Rising temperatures responsible for dengue outbreak?
The dengue outbreak in Bangladesh has an effective connection with rising temperature and changing patterns of rainfall, says a recent study on the mosquito-borne viral disease.
According to the study, the average temperature increased by 0.49°C from the first decade (2000-2010) to the second one (2011-2022), while rainfall decreased by 314 mm. But there was a rise in unusual rainfall in the pre- and post-monsoon period.
An increase in temperature gears up the growth and transmission of virus in mosquitoes and enables them to digest more blood, while the unusual pattern of the monsoon favours mosquito breeding. This is what happened in Bangladesh.
The research, titled “Two decades of endemic dengue in Bangladesh (2000–2022): Trends, seasonality, and impact of temperature and rainfall patterns on transmission dynamics,” was published in the US Journal of Medical Entomology recently.
Researchers and public health specialists said pesticides are not being applied in a proper way due to rising rainfall before and after the monsoon. They underscored the need for changes in mosquito prevention plans and activities.
The average increase of 0.49°C in temperature added approximately 4,292 degree-hours of equivalent heat per year, when only 349-degree-hour equivalent heat is needed for the dengue virus to complete transmission and incubation.
Dr Mushtuq Husain, a noted public health specialist, told Prothom Alo that the study showed a link between the dengue outbreak and the weather with necessary data.

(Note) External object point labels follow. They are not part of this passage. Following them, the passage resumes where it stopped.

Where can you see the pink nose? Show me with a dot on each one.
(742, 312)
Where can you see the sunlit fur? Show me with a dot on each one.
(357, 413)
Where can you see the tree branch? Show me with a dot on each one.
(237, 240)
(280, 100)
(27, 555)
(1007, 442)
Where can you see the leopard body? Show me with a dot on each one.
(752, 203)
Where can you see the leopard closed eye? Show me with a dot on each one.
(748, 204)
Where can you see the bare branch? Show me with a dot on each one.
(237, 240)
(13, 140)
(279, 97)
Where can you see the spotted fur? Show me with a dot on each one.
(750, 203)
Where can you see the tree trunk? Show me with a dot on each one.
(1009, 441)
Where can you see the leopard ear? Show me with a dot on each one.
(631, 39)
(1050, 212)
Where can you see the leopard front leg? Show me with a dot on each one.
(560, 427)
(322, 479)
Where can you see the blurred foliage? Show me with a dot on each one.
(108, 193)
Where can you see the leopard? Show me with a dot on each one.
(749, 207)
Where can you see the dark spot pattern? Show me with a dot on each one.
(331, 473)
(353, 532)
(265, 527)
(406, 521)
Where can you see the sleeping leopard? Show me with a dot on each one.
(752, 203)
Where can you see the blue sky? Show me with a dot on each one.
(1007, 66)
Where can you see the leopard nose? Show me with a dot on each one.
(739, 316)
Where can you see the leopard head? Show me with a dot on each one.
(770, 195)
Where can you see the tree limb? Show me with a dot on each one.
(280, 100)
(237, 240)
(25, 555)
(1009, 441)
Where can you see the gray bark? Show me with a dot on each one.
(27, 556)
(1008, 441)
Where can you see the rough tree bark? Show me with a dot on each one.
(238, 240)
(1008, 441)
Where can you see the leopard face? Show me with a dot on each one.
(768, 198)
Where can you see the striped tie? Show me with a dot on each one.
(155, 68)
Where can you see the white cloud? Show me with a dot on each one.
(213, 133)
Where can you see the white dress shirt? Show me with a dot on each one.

However, in addition to environmental factors, the prevailing poor health system is also largely responsible for the dengue menace.
Over the past 22 years, a total of 244,246 dengue cases were reported, while the average annual number of cases is 10,619. The number of dengue cases increased eightfold during the second decade, with 2,216 cases during 2000-2011 and 18,321 during 2012-2022. Also, the deaths doubled from 21 to 46 between the two decades, while the overall case-fatality ratio decreased to one-third from 0.69 to 0.24.
Link between temperature and dengue outbreak
According to the study, the average annual temperature rose by 0.49°C from 26.35°C recorded in the first decade to 26.84°C in the recent decade.
Najmul Haider, a researcher with specialisation in mosquito-borne diseases at Keele University, said the average increase of 0.49°C in temperature added approximately 4,292 degree-hours of equivalent heat per year, when only 349-degree-hour equivalent heat is needed for the dengue virus to complete transmission and incubation.
Therefore, the addition of 0.49 °C temperature shortens the incubation period and thus increases the rate of dengue virus transmission. An eightfold increase in dengue cases is a possible indication of the impact of increases in temperature in the country.
'Degree hour' is an index unit for temperature measurement. If one stays at 10°C for one hour or at 1°C for 10 hours, he is exposed to 10 degree-hours of heat. According to researchers, the dengue virus starts growing in Aedes mosquitoes at a temperature of 17°C. It takes an average of eight days to complete incubation at the temperature in Bangladesh.
Touhid Uddin Ahmed, former chief scientific officer of the Institute of Epidemiology, Disease Control and Research (IEDCR), said mosquito breeding increases if the temperature prolongs. There are some other factors at play. There is no survey on mosquitoes throughout the year, while the effectiveness of pesticides is not being monitored regularly.
Unusual rain vs dengue outbreak
The annual rainfall declined by 314 mm between the 2 decades, from 2078.6 to 1764.5 mm, of which 308 mm decreased during the monsoon (July–October) season. It prolonged the period for mosquito breeding as well as dengue infection.
More than 77 per cent of the total dengue infections were reported between April and July, while it was only 16 per cent during the August-March period.
Najumul Haider said the breeding of mosquitoes has increased due to the rise in rain before and after the monsoon. But the dengue eradication activities remain limited within the monsoon season, ignoring the unusual breeding before and after the season.
The study made some suggestions, including integrated and comprehensive mosquito control programmes, with the participation of locals.
It was feared in the study that there might be a rise in dengue and other mosquito-borne diseases, along with unusual rainfall.
A significant disclosure of the study is the monthly rise in dengue cases. Analysing the data of previous years, it was found that the number of dengue patients always increased between April and July, compared to the previous months.
Professor Saiful Islam, director of the Institute of Water and Flood Management at Bangladesh University of Engineering and Technology (BUET), said the outbreak of bacterial diseases is rising in tropical countries. There is a connection of the dengue outbreak with rising temperature and changing rainfall patterns. It deserves more research work.
Last year, dengue deaths and infections surpassed the records of the previous 23 years. The study offered some suggestions to prevent dengue in the coming days. These include integrated and comprehensive mosquito control programmes, with the participation of locals. Besides, mosquitoes and infected ones should be monitored regularly.
Dr Mushtuq Husain said policymakers should consider the changes in disease and the environment with great importance. The study provides a message to bring changes into the activities.